В шатрах, истертых ликов цвель где,
из ран лотков сочилась клюква,
а сквозь меня на лунном сельде
скакала крашеная буква.
Вбивая гулко шага сваи,
бросаю в бубны улиц дробь я.
Ходьбой усталые трамваи
скрестили блещущие копья.
 
   Бурлюк с интересом поглядывал на юношу единственным глазом.
   А Владимир все более распалялся:
 
Подняв рукой единый глаз,
Кривая площадь кралась близко.
Смотрело небо в белый газ
Лицом безглазым василиска.
 
   Владимир последний раз взмахнул рукой и умолк.
   И Давид молчал. Потом задумчиво повторил:
   – «Подняв рукой единый глаз…» Это на меня намек, что ли?
   Владимир смешался, заволновался:
   – Нет! Что вы! Вы тут совершенно… И вообще, это один мой товарищ сочинил…
   Бурлюк успокаивающе рассмеялся:
   – Да будет вам! Во-первых, касательно глаза я привык – это у меня с детства. А во-вторых, ну какой там ваш товарищ? Это же вы сами и сочинили.
   Владимир не нашелся что ответить. Некоторое время они шли молча.
   Наконец Владимир не выдержал:
   – Ну, а стихи-то как… хорошие?
   Не отвечая, Бурлюк толкнул дверь с надписью затейливой вязью «Греческое кафе» и сделал Владимиру приглашающий жест рукой:
   – Прошу!
   Владимир, недоуменно помедлив, последовал за Давидом.
 
   В полутьме и папиросном дыму плыли лица молодых людей в странных нарядах и девушек с накокаиненными глазами. Одно слово – богема.

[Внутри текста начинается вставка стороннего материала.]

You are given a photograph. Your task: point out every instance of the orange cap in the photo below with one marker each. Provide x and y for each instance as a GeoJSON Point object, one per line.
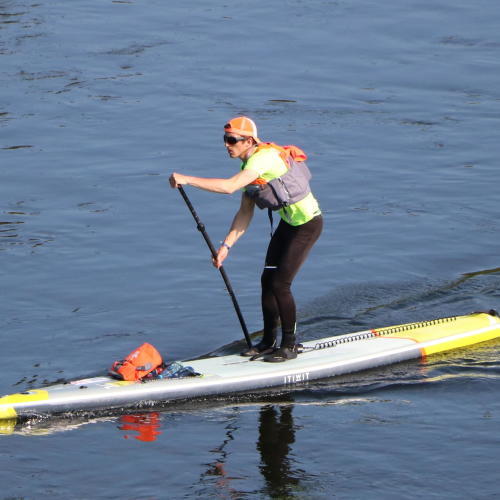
{"type": "Point", "coordinates": [242, 125]}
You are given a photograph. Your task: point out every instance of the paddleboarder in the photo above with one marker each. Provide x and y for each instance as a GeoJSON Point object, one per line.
{"type": "Point", "coordinates": [299, 228]}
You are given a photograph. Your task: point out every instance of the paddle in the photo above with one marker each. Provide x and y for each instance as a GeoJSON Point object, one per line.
{"type": "Point", "coordinates": [201, 227]}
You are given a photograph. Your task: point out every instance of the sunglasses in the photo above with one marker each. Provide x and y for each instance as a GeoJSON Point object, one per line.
{"type": "Point", "coordinates": [229, 139]}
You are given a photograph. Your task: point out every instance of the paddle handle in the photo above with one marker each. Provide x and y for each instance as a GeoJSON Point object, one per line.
{"type": "Point", "coordinates": [201, 227]}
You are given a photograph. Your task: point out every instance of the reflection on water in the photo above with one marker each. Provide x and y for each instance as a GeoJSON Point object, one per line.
{"type": "Point", "coordinates": [146, 426]}
{"type": "Point", "coordinates": [276, 435]}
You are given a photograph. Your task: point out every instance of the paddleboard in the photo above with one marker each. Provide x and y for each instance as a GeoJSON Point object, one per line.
{"type": "Point", "coordinates": [227, 375]}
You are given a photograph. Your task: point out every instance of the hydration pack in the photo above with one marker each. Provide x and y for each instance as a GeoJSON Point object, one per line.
{"type": "Point", "coordinates": [287, 189]}
{"type": "Point", "coordinates": [143, 362]}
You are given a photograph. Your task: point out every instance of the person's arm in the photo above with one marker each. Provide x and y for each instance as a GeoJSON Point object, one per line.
{"type": "Point", "coordinates": [225, 186]}
{"type": "Point", "coordinates": [240, 224]}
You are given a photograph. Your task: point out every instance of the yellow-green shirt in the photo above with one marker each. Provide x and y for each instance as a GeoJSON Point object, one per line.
{"type": "Point", "coordinates": [268, 165]}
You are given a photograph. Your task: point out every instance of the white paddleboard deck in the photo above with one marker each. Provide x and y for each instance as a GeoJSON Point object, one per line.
{"type": "Point", "coordinates": [225, 375]}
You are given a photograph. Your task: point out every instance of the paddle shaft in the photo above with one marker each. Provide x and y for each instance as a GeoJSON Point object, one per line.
{"type": "Point", "coordinates": [201, 227]}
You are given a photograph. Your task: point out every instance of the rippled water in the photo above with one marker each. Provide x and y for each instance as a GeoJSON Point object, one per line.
{"type": "Point", "coordinates": [397, 105]}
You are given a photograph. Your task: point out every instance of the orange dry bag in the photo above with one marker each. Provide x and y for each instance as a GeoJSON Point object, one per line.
{"type": "Point", "coordinates": [138, 364]}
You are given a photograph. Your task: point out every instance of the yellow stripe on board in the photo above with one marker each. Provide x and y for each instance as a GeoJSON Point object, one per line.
{"type": "Point", "coordinates": [7, 403]}
{"type": "Point", "coordinates": [448, 333]}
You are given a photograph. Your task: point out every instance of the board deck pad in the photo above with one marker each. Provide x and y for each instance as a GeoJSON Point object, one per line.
{"type": "Point", "coordinates": [227, 375]}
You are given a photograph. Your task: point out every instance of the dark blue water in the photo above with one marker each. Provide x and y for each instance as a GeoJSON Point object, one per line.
{"type": "Point", "coordinates": [397, 105]}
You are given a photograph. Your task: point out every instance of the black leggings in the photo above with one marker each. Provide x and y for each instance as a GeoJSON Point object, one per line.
{"type": "Point", "coordinates": [286, 253]}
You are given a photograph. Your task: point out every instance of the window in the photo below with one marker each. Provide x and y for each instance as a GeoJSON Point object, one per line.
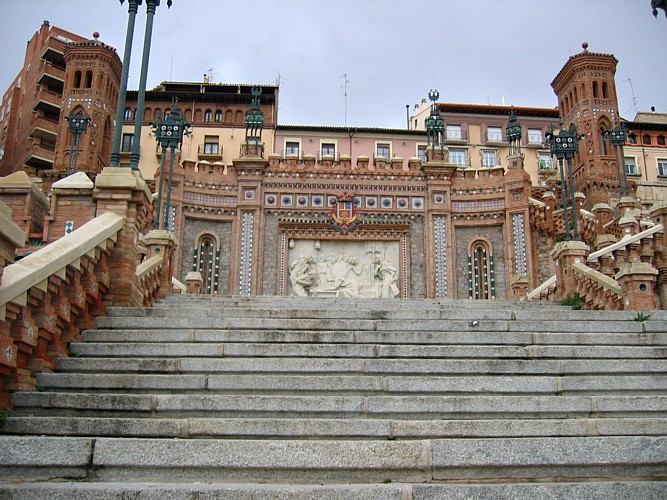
{"type": "Point", "coordinates": [458, 157]}
{"type": "Point", "coordinates": [328, 149]}
{"type": "Point", "coordinates": [662, 167]}
{"type": "Point", "coordinates": [631, 166]}
{"type": "Point", "coordinates": [488, 159]}
{"type": "Point", "coordinates": [454, 132]}
{"type": "Point", "coordinates": [494, 134]}
{"type": "Point", "coordinates": [126, 146]}
{"type": "Point", "coordinates": [292, 148]}
{"type": "Point", "coordinates": [544, 161]}
{"type": "Point", "coordinates": [211, 146]}
{"type": "Point", "coordinates": [535, 136]}
{"type": "Point", "coordinates": [421, 153]}
{"type": "Point", "coordinates": [383, 150]}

   Бурлюк приветственно, как старый знакомый, помахал всем собравшимся и торжественно указал на Владимира:
   – Прошу любить и жаловать: гениальный поэт Владимир Маяковский!
   Владимир изумленно уставился на Давида.
   А тот уже представляет завсегдатаев кафе:
   – Знакомьтесь, Володя, художники тоже гениальной группы «Бубновый валет»: Петр Кончаловский, Казимир Малевич, Владимир Татлин… А это поэты-футуристы: Алексей Крученых, Виктор Хлебников…
   Чрезвычайно тощий и нескладный Хлебников уточнил по складам:
   – Ве-ли-мир! Меня зовут Велимир!
   – Ну да, Витя, конечно – Велимир, – легко согласился Бурлюк.
   А Крученых запетушился:
   – А почем мы знаем, что ваш гениальный… э-э, Маяковский… действительно гениален?
   – Во-первых, он мне только что рассказал, как отсидел одиннадцать месяцев в Бутырке, а туда кого попало не берут…
   – Додик, – перебил Малевич, – пускай он свою гениальность докажет сам!
   Владимир растерянно молчит. А Бурлюк приказывает ему строго:
   – Вам придется быть гениальным – не хотите же вы меня посрамить! Читайте!
   Растерянность Владимира улетучилась быстро, его не надо было долго уговаривать – он мощным басом перекрыл галдеж:
 
Читайте железные книги!
Под флейту золоченой буквы
полезут копченые сиги
и золотокудрые брюквы.
 
 
А если веселостью песьей
закружат созвездия «Магги» –
бюро похоронных процессий
Свои проведут саркофаги.
 
   Шум в кафе начал стихать, люди за столиками уже прислушивались к Владимиру.
   Заметив это, он продолжил уверенней, бас его окреп, а глаза засияли:
 
Когда же, хмур и плачевен,
Загасит фонарные знаки,
Влюбляйтесь под небом харчевен
В фаянсовых чайников маки!
 
   Посетители кафе с интересом слушали.
   Бурлюк любовался Владимиром, как отец – любимым дитём.
 
   В перерыве между занятиями студенты Художественного училища основательно восстанавливали силы в буфете – щи, каши, сосиски, рыба…
   Только Владимир одиноко и мрачно тянул из стакана пустой чай.
   Подошел Бурлюк с тарелкой пирогов.
   – А вы чего не едите?
   – Аппетита нет! – отрезал Владимир.
   – Ой, да ладно! – выдал характерную одесскую интонацию Давид. – Что вы строите из себя гимназистку? Ешьте уже!
   Он хотел положить один из пирогов на пустую тарелку, но Владимир остановил:
   – Погодите!
   Вынул из кармана чистый носовой платок и стал тщательно протирать тарелку.
   – Слушайте, я это еще в кафе заметил, – удивился Давид. – Что за цирлих-манирлих, вы что, во дворце росли?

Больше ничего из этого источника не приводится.